Esos, mis demonios, mercuriales pero luminosos, en absoluto acomplejados por el inquietante empeño que yo y quienes me rodean ponemos en su destierro -no se los llamó ni trajo de lejos-, criaturas de la noche pero también crepusculares y, desde luego, compañeros a diario en el detalle y la inmensidad, ramas múltiples flexibles de árbol mutante, ocho flechas apuntando al infinito desde el vacío, creativo e informe Ginnungagap, cuna de gigantes.
Me atraviesan y rodean, me protegen y entrenan, espabilan y estimulan; amor me profesan incondicional e incuestionable: para ellos soy hermano, y también progenitor.
¡Los vi nacer! Cohesionados pero alerta, dispuestos de precisas fisuras no ordinarias, aficionados a la desintegración, fundiéndose más tarde; neonatos a la vez que ancianos, de madrugada y al atardecer.

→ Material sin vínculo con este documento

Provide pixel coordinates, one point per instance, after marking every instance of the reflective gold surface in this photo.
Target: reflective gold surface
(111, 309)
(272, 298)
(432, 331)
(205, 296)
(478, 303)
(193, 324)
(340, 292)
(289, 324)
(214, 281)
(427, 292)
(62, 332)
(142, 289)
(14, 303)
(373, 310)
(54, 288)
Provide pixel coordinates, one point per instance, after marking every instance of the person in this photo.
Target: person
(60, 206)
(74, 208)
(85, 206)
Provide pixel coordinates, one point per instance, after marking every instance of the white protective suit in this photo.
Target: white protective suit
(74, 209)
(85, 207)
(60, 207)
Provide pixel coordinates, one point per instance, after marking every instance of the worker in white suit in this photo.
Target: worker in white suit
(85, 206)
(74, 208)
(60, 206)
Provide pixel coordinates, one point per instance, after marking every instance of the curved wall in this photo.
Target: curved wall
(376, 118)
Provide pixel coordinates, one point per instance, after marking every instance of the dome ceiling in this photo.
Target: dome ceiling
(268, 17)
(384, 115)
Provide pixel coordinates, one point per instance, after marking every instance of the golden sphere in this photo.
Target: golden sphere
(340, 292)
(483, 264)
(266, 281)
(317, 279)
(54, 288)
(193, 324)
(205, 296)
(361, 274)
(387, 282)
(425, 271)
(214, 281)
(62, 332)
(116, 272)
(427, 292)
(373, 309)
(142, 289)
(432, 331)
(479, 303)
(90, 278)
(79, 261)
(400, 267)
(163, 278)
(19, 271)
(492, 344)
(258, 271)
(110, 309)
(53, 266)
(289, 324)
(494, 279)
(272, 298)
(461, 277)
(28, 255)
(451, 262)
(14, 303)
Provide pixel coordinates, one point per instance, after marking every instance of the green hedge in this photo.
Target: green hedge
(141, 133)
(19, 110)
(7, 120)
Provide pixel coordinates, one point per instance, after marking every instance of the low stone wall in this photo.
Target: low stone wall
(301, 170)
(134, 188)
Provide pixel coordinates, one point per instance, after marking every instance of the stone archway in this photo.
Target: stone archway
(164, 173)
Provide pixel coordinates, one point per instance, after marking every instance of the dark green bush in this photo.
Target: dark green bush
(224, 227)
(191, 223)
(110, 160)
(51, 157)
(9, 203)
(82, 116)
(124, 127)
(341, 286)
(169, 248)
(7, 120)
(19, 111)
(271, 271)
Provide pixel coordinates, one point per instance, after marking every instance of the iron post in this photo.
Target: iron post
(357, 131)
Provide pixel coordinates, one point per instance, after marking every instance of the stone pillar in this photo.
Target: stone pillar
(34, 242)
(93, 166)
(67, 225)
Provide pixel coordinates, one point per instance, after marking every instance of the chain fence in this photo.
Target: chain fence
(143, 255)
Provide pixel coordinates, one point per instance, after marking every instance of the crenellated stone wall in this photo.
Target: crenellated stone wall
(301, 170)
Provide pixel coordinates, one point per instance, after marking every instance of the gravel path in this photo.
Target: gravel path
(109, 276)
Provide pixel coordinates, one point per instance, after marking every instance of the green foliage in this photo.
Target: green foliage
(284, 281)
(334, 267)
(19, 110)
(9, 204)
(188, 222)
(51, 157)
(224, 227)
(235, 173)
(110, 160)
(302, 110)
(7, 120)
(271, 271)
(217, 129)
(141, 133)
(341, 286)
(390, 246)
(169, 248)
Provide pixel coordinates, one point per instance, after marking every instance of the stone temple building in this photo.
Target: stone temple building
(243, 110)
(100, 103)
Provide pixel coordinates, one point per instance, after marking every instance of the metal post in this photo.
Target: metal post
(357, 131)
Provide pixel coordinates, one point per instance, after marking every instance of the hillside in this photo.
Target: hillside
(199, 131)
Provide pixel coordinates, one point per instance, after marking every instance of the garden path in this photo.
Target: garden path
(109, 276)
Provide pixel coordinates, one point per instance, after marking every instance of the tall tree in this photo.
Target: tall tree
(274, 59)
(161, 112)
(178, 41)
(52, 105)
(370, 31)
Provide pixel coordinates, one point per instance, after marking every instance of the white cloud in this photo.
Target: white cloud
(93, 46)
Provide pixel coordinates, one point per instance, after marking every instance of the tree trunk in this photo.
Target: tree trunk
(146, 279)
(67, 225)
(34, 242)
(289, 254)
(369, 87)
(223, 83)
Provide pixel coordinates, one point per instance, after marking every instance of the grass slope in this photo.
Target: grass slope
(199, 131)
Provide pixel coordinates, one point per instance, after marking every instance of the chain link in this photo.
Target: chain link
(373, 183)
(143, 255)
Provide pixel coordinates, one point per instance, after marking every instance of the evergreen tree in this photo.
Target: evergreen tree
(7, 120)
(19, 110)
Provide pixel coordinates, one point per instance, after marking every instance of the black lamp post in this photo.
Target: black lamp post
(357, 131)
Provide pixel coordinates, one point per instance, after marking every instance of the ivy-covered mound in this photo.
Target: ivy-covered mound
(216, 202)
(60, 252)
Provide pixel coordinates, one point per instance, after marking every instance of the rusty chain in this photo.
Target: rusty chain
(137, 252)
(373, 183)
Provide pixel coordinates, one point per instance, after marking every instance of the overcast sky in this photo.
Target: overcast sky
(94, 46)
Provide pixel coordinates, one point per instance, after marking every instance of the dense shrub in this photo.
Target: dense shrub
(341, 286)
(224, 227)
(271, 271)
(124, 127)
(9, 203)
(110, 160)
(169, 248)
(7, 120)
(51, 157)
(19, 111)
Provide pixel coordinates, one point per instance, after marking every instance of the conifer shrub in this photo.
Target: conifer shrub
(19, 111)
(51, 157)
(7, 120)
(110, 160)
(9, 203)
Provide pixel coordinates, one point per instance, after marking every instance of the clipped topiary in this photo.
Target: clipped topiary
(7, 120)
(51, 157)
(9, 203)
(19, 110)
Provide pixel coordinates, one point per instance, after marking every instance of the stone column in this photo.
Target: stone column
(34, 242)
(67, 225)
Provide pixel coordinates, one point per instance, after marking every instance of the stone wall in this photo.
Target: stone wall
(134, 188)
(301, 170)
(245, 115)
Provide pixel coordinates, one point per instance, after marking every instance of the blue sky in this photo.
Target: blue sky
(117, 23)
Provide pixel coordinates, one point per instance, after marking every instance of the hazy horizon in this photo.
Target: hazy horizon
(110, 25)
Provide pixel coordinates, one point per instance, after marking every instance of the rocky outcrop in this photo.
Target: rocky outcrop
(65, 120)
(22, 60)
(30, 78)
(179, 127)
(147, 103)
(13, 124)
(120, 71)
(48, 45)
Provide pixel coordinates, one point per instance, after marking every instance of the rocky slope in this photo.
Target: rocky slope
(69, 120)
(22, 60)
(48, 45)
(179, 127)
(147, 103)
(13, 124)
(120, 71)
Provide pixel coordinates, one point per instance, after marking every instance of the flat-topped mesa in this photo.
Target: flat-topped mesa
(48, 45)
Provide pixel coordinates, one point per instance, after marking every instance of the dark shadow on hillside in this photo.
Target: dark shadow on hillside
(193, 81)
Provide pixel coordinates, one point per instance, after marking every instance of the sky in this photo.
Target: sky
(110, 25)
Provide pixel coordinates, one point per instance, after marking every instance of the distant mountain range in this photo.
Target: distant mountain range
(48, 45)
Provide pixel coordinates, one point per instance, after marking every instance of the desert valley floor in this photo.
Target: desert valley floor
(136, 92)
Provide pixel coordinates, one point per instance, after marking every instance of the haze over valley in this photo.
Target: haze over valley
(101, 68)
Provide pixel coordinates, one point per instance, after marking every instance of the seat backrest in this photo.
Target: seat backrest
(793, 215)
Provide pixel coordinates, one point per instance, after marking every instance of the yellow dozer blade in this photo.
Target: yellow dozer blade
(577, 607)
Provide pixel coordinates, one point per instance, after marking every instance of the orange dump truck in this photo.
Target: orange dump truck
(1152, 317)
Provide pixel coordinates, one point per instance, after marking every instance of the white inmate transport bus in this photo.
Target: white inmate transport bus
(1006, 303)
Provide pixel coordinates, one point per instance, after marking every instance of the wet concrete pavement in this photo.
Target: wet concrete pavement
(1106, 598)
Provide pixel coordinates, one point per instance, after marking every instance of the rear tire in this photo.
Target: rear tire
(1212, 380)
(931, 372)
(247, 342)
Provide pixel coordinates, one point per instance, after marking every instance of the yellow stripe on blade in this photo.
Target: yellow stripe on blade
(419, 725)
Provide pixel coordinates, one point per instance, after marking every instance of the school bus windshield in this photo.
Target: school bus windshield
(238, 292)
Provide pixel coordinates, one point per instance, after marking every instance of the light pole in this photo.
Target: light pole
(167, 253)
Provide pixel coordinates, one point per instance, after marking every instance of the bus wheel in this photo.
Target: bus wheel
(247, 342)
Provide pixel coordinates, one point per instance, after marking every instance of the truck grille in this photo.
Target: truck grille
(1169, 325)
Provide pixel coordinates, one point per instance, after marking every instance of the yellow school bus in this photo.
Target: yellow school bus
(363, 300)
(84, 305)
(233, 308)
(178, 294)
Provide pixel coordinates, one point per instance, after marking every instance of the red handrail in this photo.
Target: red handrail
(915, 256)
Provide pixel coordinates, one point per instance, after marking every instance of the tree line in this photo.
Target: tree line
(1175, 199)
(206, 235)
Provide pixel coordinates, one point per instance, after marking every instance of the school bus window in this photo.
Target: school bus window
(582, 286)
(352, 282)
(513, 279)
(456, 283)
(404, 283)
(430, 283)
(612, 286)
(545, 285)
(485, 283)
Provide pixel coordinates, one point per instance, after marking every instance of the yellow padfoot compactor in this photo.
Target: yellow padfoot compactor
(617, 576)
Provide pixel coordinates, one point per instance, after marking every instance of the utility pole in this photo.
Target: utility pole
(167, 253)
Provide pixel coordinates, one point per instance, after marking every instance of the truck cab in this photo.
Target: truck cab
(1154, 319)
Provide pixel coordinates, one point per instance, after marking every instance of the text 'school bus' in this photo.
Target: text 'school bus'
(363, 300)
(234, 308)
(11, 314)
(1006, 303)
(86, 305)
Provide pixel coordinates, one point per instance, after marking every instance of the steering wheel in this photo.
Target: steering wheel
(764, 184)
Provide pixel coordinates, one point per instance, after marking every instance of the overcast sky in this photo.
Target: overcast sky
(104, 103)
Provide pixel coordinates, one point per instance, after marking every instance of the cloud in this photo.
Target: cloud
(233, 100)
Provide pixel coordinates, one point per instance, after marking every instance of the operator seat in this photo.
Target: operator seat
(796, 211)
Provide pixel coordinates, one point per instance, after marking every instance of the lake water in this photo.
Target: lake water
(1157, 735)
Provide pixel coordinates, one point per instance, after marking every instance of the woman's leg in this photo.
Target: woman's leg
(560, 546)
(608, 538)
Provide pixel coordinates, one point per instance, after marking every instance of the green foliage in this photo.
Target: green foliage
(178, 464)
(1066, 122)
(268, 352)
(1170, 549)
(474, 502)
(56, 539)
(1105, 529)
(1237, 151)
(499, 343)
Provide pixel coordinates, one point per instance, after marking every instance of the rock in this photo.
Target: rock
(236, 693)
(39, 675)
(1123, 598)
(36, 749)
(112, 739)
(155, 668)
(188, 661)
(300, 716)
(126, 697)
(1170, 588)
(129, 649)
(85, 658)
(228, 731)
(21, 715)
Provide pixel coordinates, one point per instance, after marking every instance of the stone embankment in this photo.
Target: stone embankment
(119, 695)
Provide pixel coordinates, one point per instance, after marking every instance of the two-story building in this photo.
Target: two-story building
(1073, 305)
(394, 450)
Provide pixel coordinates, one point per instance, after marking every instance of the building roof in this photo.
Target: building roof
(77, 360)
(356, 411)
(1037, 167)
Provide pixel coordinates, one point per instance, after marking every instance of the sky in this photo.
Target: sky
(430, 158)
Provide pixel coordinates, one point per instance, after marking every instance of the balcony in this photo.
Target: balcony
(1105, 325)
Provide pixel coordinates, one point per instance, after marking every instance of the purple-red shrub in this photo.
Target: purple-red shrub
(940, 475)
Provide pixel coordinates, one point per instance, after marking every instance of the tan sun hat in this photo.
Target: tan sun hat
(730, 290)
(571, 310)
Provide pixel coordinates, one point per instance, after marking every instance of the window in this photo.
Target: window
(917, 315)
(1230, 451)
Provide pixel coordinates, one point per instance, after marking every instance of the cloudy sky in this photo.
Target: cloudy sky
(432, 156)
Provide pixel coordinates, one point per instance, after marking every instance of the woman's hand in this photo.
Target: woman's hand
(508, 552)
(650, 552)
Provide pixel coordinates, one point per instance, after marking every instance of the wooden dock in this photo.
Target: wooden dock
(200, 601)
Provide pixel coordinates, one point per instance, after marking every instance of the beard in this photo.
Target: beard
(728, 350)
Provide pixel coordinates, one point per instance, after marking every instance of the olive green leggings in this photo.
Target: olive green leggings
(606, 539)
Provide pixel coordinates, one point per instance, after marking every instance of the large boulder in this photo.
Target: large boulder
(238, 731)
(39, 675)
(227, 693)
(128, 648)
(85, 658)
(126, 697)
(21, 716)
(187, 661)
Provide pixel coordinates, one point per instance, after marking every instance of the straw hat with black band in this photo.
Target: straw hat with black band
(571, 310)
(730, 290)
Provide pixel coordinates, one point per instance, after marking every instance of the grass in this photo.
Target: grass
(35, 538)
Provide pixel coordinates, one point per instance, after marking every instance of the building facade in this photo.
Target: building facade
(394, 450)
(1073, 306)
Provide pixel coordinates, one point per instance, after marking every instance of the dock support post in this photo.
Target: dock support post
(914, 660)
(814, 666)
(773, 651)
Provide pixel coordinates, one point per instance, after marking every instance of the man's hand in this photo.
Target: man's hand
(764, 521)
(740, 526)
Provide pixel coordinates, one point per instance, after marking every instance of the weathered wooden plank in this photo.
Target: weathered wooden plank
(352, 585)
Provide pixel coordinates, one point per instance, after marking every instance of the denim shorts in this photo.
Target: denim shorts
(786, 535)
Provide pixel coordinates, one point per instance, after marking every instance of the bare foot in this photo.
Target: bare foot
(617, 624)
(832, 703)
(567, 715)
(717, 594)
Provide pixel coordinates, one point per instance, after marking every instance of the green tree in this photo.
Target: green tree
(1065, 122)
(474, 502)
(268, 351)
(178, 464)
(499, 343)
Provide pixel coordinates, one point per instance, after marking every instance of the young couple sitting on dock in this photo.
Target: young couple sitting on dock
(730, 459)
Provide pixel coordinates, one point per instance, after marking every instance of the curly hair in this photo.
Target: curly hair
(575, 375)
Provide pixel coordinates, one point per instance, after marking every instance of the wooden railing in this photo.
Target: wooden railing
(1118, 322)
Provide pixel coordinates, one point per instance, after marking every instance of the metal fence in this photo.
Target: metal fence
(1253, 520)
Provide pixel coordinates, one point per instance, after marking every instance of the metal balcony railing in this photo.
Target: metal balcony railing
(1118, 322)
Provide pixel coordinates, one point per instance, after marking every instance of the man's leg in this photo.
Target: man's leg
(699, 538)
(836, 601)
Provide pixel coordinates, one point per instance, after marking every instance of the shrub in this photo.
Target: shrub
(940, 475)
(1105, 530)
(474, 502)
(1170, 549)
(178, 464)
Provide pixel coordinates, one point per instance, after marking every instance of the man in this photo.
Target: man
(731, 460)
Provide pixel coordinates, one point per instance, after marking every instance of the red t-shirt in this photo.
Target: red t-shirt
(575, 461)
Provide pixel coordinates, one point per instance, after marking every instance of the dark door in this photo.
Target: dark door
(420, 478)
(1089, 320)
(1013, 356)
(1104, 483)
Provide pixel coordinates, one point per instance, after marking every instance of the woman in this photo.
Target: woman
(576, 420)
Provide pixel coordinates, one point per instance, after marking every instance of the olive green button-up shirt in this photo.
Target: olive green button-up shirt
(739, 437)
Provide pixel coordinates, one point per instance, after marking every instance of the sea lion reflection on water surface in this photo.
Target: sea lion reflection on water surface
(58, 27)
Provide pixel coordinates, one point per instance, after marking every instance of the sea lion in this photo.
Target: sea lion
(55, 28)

Correosos barbilampiños, envueltos en gruesas capas de flujo bartholino, sufriendo de pubertad continua que les crece la barba y les cambia la voz. Jugando a ser adultos -como todos los infantes- se cansan antes que nadie, ¡poco se toman enserio!
Se derrumban torres y con ellas caen imperios, certezas organizadas bajo un plan no tan perfecto, reflejando la debilidad del dogma y su carmín casual, frívolo, que abren camino a la total aceptación. Reminiscencias de orgullo del castillo de arena -llámalo ego, personalidad-, volverán, y aquí estará, para hacerles frente, mi ejército cálido maldito de mandalas con dientes, geométricos como una vida sin relojes.
Alegres, saltarines, chisporrotean los míos corrosivos: a su paso dejan rastro de cáscaras de huevo.